Mary Chapin Carpenter: Hometown Girl - 1987
This was Mary Chapin Carpenter's much underrated, beautiful, melodic debut album. It is an album of a young girl singing the most tender, sensitive, moving and wise beyond her years songs.
It is one of my favourite albums. It is more "country" than her subsequent albums, probably the most so of her output, but certainly is different from the stereotypical crying in the roadhouse over your divorce and unfaithful, feckless husband sort of fare.
While it was recorded in Nashville, it is not your typical Nashville album. It is based around the expected acoustic strumming guitar and some fetching violin breaks, with some electric guitar, but a bit less than on her later albums. All the songs are irresistibly catchy and tuneful. Mary has a real ear for a melody and a hook, and her lyrics are just so emotive, observant - you hear them and just find yourself nodding in agreement with whatever it is she has just sung.
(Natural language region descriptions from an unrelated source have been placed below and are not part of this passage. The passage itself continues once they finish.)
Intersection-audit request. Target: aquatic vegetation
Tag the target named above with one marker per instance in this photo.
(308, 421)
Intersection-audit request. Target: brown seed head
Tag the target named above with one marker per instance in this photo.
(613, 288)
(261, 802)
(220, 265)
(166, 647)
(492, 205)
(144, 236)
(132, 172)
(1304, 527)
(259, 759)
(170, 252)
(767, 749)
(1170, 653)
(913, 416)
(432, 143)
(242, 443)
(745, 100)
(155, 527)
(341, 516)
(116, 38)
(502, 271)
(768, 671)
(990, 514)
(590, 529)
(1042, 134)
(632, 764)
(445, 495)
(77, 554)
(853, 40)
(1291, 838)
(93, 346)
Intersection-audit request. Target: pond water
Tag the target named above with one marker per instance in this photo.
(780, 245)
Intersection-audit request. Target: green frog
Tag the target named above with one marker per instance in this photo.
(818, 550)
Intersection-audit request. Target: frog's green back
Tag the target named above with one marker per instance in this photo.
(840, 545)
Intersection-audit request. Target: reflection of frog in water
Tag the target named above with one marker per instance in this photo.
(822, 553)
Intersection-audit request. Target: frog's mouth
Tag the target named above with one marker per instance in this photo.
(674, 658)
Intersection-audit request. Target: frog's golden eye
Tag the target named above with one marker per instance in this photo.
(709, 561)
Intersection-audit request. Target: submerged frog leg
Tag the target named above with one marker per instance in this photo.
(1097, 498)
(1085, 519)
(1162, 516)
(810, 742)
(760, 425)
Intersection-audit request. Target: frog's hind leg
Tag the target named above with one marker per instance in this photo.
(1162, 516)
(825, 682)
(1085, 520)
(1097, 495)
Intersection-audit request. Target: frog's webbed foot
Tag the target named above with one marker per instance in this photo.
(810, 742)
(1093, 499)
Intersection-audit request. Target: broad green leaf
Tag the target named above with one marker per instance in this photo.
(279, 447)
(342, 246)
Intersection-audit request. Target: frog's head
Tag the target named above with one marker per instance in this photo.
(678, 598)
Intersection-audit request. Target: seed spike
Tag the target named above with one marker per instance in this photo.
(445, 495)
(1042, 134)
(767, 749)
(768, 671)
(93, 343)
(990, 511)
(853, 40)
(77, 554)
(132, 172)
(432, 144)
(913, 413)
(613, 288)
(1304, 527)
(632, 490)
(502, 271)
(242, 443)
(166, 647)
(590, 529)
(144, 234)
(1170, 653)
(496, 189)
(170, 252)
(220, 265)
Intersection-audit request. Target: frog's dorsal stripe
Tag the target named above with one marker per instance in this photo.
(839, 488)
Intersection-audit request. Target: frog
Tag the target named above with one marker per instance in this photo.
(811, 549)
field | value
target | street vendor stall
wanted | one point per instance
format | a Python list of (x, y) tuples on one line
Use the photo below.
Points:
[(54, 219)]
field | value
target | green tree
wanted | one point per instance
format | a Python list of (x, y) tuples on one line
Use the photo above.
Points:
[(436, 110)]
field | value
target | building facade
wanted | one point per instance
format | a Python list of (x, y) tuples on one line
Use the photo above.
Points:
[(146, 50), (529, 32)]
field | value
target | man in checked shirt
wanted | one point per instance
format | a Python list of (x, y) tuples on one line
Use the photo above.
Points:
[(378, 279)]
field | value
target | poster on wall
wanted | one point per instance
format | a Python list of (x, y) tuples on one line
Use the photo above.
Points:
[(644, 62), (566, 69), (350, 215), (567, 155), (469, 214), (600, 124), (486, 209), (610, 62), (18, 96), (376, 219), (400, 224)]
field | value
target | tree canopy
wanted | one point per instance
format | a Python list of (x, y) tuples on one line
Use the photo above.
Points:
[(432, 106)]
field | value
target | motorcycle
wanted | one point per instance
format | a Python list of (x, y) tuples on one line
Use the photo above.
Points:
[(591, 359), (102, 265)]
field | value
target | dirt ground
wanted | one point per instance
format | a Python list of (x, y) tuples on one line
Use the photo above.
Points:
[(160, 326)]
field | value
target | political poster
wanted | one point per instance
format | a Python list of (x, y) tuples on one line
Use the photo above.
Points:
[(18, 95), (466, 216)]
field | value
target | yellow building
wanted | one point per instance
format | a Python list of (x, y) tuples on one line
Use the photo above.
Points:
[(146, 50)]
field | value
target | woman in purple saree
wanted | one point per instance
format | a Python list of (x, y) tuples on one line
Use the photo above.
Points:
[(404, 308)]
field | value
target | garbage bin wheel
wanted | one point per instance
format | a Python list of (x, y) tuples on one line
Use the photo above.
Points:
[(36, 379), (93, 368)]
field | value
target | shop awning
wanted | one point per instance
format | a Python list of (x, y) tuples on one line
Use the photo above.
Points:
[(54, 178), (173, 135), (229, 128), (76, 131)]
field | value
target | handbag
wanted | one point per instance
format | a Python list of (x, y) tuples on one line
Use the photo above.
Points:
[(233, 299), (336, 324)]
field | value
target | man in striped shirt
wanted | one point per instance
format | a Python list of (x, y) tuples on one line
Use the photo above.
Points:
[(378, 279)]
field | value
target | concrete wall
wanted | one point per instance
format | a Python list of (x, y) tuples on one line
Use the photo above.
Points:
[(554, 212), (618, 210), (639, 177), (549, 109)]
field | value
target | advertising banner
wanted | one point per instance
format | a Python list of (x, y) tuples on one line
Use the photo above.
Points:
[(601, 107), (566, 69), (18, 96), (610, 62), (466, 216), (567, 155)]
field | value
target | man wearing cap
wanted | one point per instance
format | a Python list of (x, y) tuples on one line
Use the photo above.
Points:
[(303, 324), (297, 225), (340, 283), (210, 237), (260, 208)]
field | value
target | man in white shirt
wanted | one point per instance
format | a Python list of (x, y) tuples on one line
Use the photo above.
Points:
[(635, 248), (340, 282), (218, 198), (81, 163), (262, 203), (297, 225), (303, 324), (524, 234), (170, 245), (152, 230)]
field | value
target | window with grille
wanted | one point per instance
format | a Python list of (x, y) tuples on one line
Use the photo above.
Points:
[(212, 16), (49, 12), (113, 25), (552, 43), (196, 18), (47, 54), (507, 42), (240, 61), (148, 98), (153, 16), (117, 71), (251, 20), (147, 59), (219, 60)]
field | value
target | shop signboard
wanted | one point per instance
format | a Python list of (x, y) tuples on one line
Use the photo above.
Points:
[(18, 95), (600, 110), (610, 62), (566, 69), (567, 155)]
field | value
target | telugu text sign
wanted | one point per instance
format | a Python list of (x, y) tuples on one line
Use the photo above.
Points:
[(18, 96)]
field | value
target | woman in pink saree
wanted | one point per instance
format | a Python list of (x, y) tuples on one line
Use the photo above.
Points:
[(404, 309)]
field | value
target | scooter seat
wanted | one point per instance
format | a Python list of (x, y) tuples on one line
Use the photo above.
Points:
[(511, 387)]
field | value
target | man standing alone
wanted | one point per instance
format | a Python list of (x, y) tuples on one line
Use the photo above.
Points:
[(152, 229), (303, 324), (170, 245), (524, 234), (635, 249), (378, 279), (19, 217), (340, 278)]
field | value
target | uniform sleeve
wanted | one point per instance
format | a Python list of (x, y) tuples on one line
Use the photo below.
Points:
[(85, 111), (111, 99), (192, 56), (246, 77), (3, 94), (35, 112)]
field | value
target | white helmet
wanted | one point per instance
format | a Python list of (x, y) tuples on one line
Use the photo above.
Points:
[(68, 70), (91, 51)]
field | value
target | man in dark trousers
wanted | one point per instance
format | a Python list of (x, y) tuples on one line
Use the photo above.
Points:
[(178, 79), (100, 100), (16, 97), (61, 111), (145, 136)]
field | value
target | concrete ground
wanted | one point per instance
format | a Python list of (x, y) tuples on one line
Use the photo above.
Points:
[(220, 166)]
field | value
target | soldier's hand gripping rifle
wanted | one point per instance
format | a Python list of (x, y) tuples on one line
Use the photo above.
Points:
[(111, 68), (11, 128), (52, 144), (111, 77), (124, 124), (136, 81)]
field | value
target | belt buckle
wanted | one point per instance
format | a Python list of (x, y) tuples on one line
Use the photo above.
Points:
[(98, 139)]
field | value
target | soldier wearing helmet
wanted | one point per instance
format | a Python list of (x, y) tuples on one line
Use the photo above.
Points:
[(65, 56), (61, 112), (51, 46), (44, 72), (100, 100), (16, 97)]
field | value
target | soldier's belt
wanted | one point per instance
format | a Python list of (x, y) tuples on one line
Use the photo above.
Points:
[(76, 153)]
A Lot Like Me is lively but gently romantic, while Other Streets And Other Towns is just a gorgeous slow country ballad, but with a real soulful twist in its delivery. The music is not all steel guitars, far from it, there are hardly any at all. The guitar solo on this song, for example, is pure laid-back rock. Mary had obviously been in love when writing this album, many of the songs are impossibly romantic.